Les frais pédagogiques sont pris en charge à 100% par le CPF du collaborateur, sa formation se fait sur le temps de travail et nous prenons en charge les frais annexes. »
Hervé Cambier, Directeur Formation et Développement des Talents – Colas
Le co-investissement lors du CPF co-construit : plusieurs modalités
L’investissement de l’employeur dans le projet du salarié peut se matérialiser de 2 façons :
Financièrement, via l’abondement ou la dotation
En temps accordé pour se former
Cet investissement peut être réalisé au cas par cas par l’employeur, ou faire l’objet d’une formalisation qui fixe les modalités et les critères d’abondement de l’employeur.
L’abondement
Le principe : L’employeur prend en charge une partie des coûts de formation en négociant directement avec l’organisme de formation (OF) dispensant la formation
En pratique : L’employeur définit en amont le montant de sa participation et négocie avec l’OF. Celui-ci identifie le salarié concerné et lors de sa demande dans l’application modifie le prix. Il réalise une facture du différentiel à l’entreprise.
Avantages :
Négociation en direct avec l’organisme, et non paiement de la TVA
Visibilité sur l’action de formation suivie par le salarié
Exemple d’un processus d’abondement
L’abondement de co-construction se fait à l’initiative du financeur (ici l’employeur). Ce dernier établit, en amont et en partenariat avec la Caisse des Dépôts, des critères de versement de l’abondement. Si une demande de formation remplit les critères exigés, et qu’un financement complémentaire est requis, alors un abondement sera versé automatiquement. Cette solution, réservée notamment pour les très grosses entreprises, est encore très faiblement utilisée.
La dotation
Le principe : L’employeur réalise un versement directement sur le compteur CPF du salarié qui peut ensuite le mobiliser pour financer son projet.

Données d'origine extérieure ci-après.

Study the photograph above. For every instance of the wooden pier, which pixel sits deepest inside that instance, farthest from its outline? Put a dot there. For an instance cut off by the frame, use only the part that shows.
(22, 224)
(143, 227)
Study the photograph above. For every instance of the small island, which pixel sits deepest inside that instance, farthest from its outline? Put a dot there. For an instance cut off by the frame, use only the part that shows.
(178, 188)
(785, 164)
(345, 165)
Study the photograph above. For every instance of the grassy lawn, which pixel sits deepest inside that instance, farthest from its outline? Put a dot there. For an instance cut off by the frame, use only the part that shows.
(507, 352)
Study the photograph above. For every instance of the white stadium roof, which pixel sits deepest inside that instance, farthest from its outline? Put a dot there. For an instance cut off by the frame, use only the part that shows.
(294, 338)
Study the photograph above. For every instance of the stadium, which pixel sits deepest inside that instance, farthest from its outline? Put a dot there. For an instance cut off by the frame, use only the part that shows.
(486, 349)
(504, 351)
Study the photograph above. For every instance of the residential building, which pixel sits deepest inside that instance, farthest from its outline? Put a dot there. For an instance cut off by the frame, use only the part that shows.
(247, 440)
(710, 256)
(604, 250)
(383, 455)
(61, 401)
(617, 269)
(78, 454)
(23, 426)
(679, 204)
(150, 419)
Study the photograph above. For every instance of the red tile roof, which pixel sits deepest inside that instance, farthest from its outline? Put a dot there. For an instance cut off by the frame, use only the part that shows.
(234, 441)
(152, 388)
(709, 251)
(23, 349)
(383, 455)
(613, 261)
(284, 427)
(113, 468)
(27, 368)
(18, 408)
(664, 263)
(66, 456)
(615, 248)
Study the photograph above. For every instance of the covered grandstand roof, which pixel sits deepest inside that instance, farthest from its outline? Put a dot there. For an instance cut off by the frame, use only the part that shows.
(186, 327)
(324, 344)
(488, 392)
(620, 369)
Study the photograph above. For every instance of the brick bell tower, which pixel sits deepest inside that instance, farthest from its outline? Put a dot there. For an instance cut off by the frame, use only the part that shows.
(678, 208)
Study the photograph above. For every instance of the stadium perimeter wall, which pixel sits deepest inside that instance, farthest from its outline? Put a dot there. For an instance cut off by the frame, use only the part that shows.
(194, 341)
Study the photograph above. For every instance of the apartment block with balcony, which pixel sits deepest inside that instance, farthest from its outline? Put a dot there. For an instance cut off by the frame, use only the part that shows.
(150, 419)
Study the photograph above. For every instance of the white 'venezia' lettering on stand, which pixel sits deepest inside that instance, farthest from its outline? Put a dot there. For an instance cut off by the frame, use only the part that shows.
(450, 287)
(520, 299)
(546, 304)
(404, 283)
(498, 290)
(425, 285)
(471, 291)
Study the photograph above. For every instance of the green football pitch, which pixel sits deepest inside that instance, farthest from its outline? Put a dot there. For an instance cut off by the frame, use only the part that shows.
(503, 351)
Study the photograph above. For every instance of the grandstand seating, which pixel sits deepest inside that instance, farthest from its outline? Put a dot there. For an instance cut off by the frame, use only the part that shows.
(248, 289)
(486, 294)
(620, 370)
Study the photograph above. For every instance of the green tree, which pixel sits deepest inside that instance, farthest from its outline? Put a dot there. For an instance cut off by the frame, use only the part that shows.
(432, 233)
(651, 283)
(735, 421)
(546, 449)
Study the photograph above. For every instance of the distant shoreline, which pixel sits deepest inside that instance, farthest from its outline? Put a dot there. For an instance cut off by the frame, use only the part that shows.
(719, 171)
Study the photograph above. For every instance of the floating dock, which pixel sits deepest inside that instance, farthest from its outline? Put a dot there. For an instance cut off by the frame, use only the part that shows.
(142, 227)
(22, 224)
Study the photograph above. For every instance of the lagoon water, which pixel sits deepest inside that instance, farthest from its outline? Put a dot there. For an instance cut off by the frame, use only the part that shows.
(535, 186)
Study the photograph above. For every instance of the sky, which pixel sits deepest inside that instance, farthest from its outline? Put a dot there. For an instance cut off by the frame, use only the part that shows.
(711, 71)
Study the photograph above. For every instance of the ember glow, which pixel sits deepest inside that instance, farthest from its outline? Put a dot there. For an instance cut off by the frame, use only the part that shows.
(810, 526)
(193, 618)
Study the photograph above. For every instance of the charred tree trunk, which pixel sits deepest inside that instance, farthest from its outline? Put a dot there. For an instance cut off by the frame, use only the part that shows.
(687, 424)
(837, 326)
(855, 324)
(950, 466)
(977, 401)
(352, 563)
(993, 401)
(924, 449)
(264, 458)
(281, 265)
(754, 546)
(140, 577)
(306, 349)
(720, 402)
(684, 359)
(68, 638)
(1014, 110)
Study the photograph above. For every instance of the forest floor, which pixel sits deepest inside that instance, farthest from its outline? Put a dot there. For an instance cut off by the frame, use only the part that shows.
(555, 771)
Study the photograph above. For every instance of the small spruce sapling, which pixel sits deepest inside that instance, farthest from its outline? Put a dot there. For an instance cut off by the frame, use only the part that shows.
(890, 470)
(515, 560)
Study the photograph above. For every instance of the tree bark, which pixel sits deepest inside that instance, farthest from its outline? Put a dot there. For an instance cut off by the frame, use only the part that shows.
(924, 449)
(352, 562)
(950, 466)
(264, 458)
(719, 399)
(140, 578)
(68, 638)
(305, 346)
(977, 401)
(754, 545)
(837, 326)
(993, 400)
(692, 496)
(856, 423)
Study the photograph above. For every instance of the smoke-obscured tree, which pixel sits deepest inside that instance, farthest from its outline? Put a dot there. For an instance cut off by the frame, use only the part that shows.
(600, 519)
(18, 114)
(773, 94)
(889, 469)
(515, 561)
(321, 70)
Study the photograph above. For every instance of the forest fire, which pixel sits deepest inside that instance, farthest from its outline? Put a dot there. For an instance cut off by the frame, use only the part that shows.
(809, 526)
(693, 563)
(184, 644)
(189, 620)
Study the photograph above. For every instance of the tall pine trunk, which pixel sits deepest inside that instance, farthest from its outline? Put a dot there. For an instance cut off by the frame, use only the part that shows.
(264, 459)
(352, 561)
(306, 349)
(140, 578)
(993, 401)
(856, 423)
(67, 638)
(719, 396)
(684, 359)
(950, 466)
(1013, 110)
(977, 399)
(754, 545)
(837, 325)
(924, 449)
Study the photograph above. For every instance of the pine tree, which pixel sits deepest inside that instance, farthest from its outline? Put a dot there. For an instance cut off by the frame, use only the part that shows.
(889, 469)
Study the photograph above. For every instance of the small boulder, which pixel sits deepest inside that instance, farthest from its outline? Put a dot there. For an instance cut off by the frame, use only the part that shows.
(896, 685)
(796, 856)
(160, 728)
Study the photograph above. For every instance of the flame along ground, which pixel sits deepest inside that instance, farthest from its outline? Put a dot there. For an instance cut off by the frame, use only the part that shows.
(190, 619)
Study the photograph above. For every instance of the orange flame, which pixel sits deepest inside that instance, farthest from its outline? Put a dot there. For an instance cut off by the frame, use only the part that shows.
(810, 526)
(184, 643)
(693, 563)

En pratique : L’employeur a besoin d’une habilitation pour se connecter à l’Espace des Employeurs et des Financeurs (EDEF). Celle-ci est obtenue via Net-Entreprises.fr. Pour plus d’information sur la mise en service : https://www.financeurs.moncompteformation.gouv.fr/demarrer-sur-edef
Avantage :
fluidité du processus
À savoir : Au-delà de la dotation volontaire, d’autres dotations peuvent être réalisées sur cette plateforme.
Synthèse des dotations possibles sur EDEF
Formation sur le temps de travail
L’effort de l’employeur pour soutenir le projet CPF du salarié peut également se faire en temps accordé pour se former. Cette solution peut venir s’ajouter à l’aide financière vue précédemment.
Principe : L’employeur définit une durée sur le temps de travail pendant laquelle le salarié peut se former sur son CPF. Le salarié est rémunéré dans les mêmes conditions qu’une journée travaillée.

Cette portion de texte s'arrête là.